SOUTH MISSISSIPPI (WLOX) - Two New York officers killed execution style while sitting in their patrol car. A day later, a veteran officer in Tarpon Springs, Florida also gunned down and killed. Although those who serve and protect in South Mississippi do not know the officers who lost their lives, they are affected by the tragedy.
"It's heartbreaking. It truly is," Biloxi Police Sgt. Thomas Goldsworthy said. "And our hearts go out to that agency."
"It's very sad. I don't know those two officers, but the brothers in blue, sisters in blue, anytime you put on this uniform, it's a different type of family," Gulfport Sgt. Damon McDaniel said. "It's kind of hard to explain, but when you are wearing it you know what it's like."
Sgt. McDaniel said his department knows all too well the pain of losing one of their own.
"For us to lose an officer, whether it be a car crash or a violent crime such as this, it affects all of us nationwide," Sgt. McDaniel said. "Even when we lost Sgt. Curry in 2008 in a car crash, it affected us, and it still does today."
Sgt. Goldsworthy has been an officer for nearly two decades and admits the job is not always easy.
"We see things most people every day don't see or even know about, and we do the best we can," Sgt. Goldsworthy said. "We have to go home and a lot of times we don't share that with our family, because we don't want them to experience what we have."
Decisions officers sometimes have to make are not always popular.
"No one really likes to be arrested. It is what it is," Sgt. McDaniel said, "and that is why we are out here enforcing the laws. "Every time they put on the uniform, they know their responsibilities and they know what is on the line.

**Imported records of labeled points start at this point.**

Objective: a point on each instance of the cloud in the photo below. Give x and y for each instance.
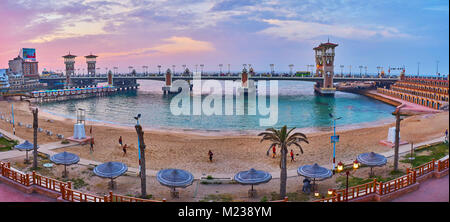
(299, 30)
(173, 45)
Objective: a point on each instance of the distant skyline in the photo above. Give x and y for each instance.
(211, 32)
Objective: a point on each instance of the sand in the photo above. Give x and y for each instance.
(231, 153)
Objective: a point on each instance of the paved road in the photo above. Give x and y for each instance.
(10, 194)
(431, 190)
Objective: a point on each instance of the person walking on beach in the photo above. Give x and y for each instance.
(274, 151)
(210, 154)
(91, 149)
(125, 149)
(446, 135)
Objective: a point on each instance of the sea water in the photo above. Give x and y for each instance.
(297, 107)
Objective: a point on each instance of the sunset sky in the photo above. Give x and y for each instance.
(257, 32)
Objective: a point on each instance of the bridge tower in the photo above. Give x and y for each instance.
(168, 80)
(69, 61)
(91, 60)
(324, 54)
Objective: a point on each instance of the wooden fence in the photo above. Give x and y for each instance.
(64, 188)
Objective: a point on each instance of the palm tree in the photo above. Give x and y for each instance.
(283, 138)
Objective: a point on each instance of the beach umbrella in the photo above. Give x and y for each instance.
(252, 177)
(174, 178)
(372, 160)
(315, 172)
(65, 158)
(25, 146)
(110, 170)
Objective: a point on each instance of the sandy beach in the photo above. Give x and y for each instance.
(231, 153)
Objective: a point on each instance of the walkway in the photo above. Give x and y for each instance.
(431, 190)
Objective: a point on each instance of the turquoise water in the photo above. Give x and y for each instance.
(297, 107)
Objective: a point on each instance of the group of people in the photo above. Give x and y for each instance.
(274, 153)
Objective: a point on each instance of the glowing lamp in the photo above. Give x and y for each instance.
(355, 164)
(340, 167)
(316, 194)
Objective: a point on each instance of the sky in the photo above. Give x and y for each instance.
(410, 33)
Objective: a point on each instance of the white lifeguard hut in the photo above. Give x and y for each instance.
(391, 138)
(79, 133)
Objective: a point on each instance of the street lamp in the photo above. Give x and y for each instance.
(340, 168)
(334, 140)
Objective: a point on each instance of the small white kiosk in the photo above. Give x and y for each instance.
(79, 133)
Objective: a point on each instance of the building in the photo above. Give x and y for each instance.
(29, 69)
(426, 91)
(4, 81)
(91, 60)
(324, 56)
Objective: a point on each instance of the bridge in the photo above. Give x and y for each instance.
(129, 81)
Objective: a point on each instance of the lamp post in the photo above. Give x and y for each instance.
(334, 140)
(141, 147)
(340, 168)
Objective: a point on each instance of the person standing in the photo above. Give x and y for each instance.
(210, 154)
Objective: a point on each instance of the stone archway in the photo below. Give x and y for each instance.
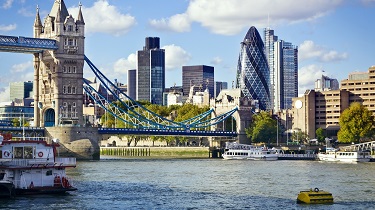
(49, 118)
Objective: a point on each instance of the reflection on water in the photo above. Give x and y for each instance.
(208, 184)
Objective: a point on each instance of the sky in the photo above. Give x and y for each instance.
(334, 38)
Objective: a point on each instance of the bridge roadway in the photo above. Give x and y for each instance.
(26, 44)
(159, 132)
(127, 131)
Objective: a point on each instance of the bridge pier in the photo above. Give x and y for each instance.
(79, 142)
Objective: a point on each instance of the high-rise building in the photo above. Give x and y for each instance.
(253, 75)
(132, 83)
(325, 83)
(219, 86)
(198, 78)
(151, 72)
(282, 60)
(21, 90)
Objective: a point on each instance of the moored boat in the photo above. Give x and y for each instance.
(335, 155)
(31, 166)
(235, 151)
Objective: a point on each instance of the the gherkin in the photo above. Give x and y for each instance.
(253, 75)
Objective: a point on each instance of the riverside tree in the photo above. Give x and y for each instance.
(320, 134)
(262, 129)
(356, 123)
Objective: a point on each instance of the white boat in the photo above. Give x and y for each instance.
(332, 154)
(31, 166)
(235, 151)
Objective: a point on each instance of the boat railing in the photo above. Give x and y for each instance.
(46, 139)
(36, 162)
(298, 155)
(65, 161)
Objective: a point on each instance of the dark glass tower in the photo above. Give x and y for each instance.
(253, 75)
(151, 72)
(200, 76)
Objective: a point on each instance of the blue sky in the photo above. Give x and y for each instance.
(334, 37)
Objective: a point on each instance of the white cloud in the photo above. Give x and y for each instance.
(105, 18)
(307, 76)
(5, 94)
(26, 13)
(124, 64)
(308, 50)
(11, 27)
(22, 67)
(178, 23)
(216, 60)
(231, 17)
(175, 57)
(7, 4)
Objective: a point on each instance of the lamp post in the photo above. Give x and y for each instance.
(277, 131)
(23, 125)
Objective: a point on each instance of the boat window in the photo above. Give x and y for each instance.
(18, 152)
(28, 153)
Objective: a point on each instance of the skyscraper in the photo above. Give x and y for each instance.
(219, 86)
(132, 83)
(253, 76)
(200, 76)
(151, 72)
(283, 64)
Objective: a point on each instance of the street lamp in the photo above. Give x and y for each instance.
(23, 126)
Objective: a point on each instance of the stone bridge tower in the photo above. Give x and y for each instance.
(58, 74)
(228, 100)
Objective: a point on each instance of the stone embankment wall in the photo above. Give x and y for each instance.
(79, 142)
(156, 152)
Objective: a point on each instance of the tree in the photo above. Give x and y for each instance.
(320, 134)
(262, 129)
(299, 137)
(356, 123)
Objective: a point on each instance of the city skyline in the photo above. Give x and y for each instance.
(325, 33)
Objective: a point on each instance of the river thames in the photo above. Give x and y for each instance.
(207, 184)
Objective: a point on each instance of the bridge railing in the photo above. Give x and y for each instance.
(26, 41)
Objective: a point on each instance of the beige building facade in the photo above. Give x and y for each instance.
(322, 109)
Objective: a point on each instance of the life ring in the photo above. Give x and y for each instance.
(6, 154)
(40, 154)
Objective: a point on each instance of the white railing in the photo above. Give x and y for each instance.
(35, 162)
(66, 161)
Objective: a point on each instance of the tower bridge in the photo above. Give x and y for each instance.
(58, 56)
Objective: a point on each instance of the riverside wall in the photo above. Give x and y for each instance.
(157, 152)
(79, 142)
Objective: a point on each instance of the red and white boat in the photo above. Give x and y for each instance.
(31, 166)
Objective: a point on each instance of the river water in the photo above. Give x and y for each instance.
(207, 184)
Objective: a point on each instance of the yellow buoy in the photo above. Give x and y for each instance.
(315, 196)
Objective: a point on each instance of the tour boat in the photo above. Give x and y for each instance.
(332, 154)
(235, 151)
(32, 166)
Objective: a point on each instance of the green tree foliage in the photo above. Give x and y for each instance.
(300, 137)
(320, 134)
(356, 124)
(17, 123)
(262, 129)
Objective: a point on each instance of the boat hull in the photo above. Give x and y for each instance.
(6, 190)
(44, 190)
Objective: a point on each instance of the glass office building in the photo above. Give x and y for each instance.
(200, 77)
(253, 75)
(282, 60)
(151, 72)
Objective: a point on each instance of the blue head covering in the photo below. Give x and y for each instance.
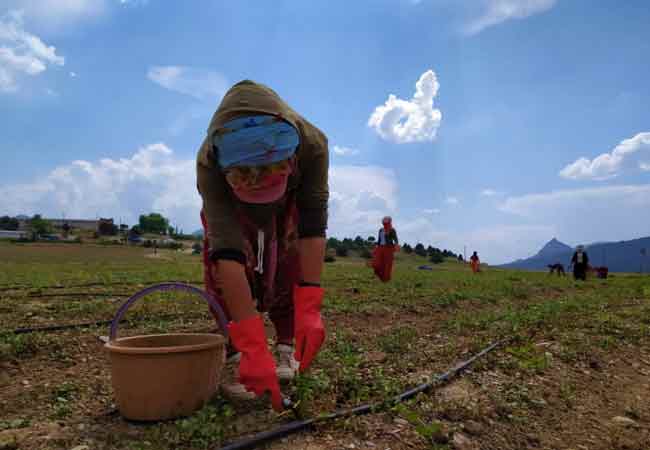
(255, 141)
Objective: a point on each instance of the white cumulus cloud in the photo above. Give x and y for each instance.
(629, 154)
(55, 14)
(22, 53)
(414, 120)
(154, 179)
(345, 151)
(198, 83)
(498, 11)
(586, 215)
(490, 193)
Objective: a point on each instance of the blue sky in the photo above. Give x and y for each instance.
(510, 121)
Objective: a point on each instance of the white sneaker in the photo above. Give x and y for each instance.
(231, 388)
(287, 364)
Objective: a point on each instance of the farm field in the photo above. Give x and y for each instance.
(573, 372)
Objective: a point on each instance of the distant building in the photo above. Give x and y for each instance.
(78, 224)
(11, 234)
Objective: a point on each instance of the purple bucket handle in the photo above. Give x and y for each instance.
(169, 287)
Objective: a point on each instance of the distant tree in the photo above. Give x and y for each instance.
(66, 230)
(333, 243)
(8, 223)
(39, 225)
(153, 223)
(106, 227)
(420, 250)
(342, 251)
(436, 256)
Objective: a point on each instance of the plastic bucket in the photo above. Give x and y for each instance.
(164, 376)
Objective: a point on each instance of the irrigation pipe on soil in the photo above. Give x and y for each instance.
(298, 425)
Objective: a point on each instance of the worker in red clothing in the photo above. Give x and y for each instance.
(387, 245)
(475, 262)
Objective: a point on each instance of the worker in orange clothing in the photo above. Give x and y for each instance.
(475, 263)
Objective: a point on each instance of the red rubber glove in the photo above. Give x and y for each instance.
(310, 332)
(256, 366)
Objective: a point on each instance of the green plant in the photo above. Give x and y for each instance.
(205, 427)
(398, 340)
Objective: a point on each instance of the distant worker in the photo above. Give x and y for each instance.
(262, 173)
(580, 262)
(387, 245)
(475, 262)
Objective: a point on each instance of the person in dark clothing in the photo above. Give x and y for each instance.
(387, 245)
(580, 262)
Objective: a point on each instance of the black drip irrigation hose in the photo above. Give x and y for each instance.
(71, 326)
(298, 425)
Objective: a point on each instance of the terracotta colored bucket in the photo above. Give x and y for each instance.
(164, 376)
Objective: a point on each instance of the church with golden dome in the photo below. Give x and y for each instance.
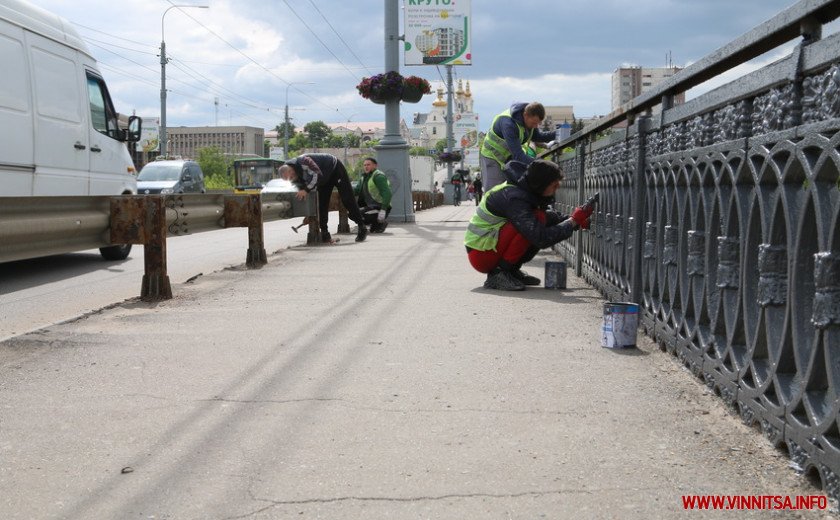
(429, 128)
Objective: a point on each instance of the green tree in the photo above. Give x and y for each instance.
(352, 140)
(319, 133)
(281, 130)
(299, 142)
(336, 141)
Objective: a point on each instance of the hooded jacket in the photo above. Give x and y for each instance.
(515, 203)
(313, 169)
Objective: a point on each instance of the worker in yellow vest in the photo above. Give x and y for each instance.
(511, 132)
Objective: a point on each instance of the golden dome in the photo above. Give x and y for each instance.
(439, 102)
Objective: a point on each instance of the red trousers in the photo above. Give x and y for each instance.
(511, 248)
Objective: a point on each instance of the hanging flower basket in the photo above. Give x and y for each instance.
(414, 87)
(381, 87)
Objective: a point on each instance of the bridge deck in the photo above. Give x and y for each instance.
(374, 380)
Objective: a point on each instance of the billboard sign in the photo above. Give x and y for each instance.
(437, 32)
(465, 130)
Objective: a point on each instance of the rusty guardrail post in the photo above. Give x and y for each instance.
(246, 211)
(313, 238)
(141, 219)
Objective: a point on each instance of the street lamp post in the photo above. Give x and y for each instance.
(346, 138)
(163, 62)
(286, 120)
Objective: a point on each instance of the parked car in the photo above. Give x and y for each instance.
(61, 132)
(279, 186)
(171, 176)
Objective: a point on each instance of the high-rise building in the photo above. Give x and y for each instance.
(631, 82)
(234, 140)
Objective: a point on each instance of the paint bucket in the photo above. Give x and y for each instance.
(555, 275)
(621, 319)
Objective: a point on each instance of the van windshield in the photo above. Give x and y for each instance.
(160, 172)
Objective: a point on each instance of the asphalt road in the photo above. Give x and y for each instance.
(373, 380)
(43, 291)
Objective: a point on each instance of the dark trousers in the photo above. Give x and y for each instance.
(338, 179)
(371, 214)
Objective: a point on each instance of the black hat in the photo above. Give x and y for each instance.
(540, 174)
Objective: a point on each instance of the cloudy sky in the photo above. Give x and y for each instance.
(246, 52)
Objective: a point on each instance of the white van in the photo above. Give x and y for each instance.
(60, 131)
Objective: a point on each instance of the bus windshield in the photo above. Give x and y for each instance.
(255, 173)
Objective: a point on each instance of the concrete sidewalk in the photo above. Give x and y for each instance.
(372, 380)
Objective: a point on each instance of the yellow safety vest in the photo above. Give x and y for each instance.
(494, 146)
(483, 229)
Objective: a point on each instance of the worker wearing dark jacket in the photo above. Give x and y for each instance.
(324, 172)
(511, 225)
(510, 133)
(374, 193)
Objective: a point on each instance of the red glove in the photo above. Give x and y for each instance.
(581, 216)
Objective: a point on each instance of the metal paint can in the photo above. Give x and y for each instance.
(555, 275)
(621, 320)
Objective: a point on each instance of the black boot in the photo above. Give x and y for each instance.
(361, 235)
(502, 280)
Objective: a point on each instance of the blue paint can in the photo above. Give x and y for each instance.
(555, 275)
(621, 320)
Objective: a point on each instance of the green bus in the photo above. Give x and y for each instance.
(250, 175)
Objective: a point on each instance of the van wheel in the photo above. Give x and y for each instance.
(115, 252)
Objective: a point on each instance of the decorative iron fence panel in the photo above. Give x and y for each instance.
(721, 217)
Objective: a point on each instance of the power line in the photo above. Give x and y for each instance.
(120, 38)
(319, 39)
(252, 60)
(339, 37)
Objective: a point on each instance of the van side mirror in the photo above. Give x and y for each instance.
(132, 134)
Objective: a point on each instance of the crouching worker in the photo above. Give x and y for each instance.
(374, 193)
(324, 172)
(511, 225)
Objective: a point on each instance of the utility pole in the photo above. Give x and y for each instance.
(450, 135)
(392, 151)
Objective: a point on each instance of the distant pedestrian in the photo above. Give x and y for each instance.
(324, 172)
(479, 188)
(509, 133)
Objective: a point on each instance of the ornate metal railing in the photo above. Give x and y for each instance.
(722, 218)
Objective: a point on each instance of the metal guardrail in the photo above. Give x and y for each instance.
(40, 226)
(722, 218)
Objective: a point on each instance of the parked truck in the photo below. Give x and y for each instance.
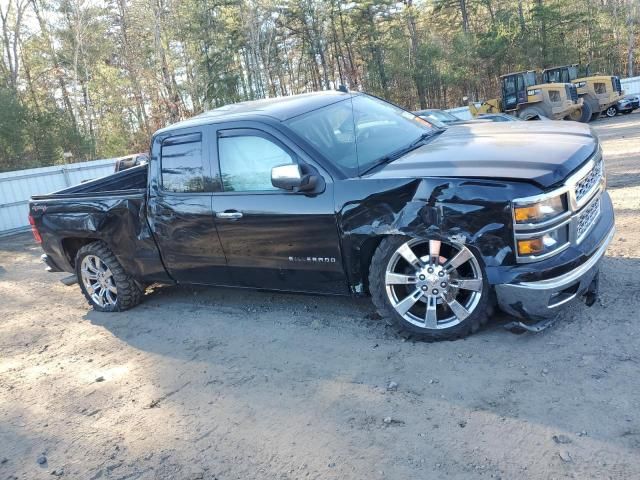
(343, 193)
(599, 93)
(523, 97)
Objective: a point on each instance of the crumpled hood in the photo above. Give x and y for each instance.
(543, 152)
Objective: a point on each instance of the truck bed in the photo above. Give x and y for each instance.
(128, 181)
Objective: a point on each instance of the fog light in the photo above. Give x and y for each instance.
(530, 247)
(536, 246)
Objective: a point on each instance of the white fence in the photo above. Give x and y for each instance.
(17, 187)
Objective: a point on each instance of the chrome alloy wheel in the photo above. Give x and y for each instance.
(99, 281)
(433, 284)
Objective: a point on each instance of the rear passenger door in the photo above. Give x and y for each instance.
(273, 238)
(179, 208)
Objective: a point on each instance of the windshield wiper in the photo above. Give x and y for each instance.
(402, 151)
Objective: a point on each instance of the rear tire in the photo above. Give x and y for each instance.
(103, 281)
(435, 312)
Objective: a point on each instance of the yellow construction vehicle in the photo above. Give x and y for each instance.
(600, 93)
(523, 97)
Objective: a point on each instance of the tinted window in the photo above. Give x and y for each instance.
(355, 133)
(182, 169)
(246, 162)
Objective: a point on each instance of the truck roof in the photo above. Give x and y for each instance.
(279, 108)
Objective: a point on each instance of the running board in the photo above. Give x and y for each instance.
(519, 327)
(70, 280)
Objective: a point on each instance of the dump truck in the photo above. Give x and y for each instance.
(599, 93)
(525, 98)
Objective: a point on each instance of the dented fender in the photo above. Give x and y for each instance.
(476, 213)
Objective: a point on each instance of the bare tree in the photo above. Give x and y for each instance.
(11, 33)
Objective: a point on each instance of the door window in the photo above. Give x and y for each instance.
(246, 162)
(181, 160)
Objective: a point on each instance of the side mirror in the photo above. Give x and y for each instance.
(290, 177)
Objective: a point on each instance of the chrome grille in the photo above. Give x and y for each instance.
(589, 181)
(587, 218)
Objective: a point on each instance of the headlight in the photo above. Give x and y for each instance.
(540, 211)
(542, 244)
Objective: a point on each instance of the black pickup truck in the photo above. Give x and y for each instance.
(343, 193)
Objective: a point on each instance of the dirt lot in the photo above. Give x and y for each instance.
(223, 384)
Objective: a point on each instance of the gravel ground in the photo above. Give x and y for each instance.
(224, 384)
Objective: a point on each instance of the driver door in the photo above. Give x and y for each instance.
(273, 238)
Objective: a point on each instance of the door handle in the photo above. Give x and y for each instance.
(230, 215)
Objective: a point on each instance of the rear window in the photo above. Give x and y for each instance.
(357, 132)
(182, 166)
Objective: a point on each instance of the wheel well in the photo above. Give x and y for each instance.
(72, 245)
(367, 249)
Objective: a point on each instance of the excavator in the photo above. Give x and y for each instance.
(523, 97)
(599, 93)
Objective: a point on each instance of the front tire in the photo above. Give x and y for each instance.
(428, 289)
(103, 281)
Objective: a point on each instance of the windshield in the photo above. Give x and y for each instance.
(358, 132)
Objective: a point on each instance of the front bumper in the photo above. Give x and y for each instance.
(542, 299)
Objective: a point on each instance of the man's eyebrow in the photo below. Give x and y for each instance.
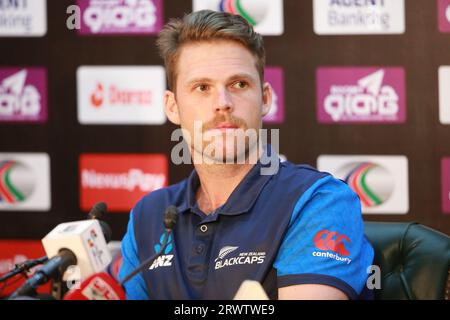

"We try to rely on the training that we have in order to survive another day." Sgt. McDaniel said. "Does it make me decide or second guess this profession? No, it does not. It makes me even more proud to be a policeman."
"It's a calling. We as officers we love it. My kids, I do it for them," Sgt. Goldsworthy said.
Anytime an officer is killed, Biloxi Sgt. Goldsworthy said the chief reminds the force to always be on their toes and pay attention to their surroundings even when doing something as simple as sitting in a patrol car filing a report.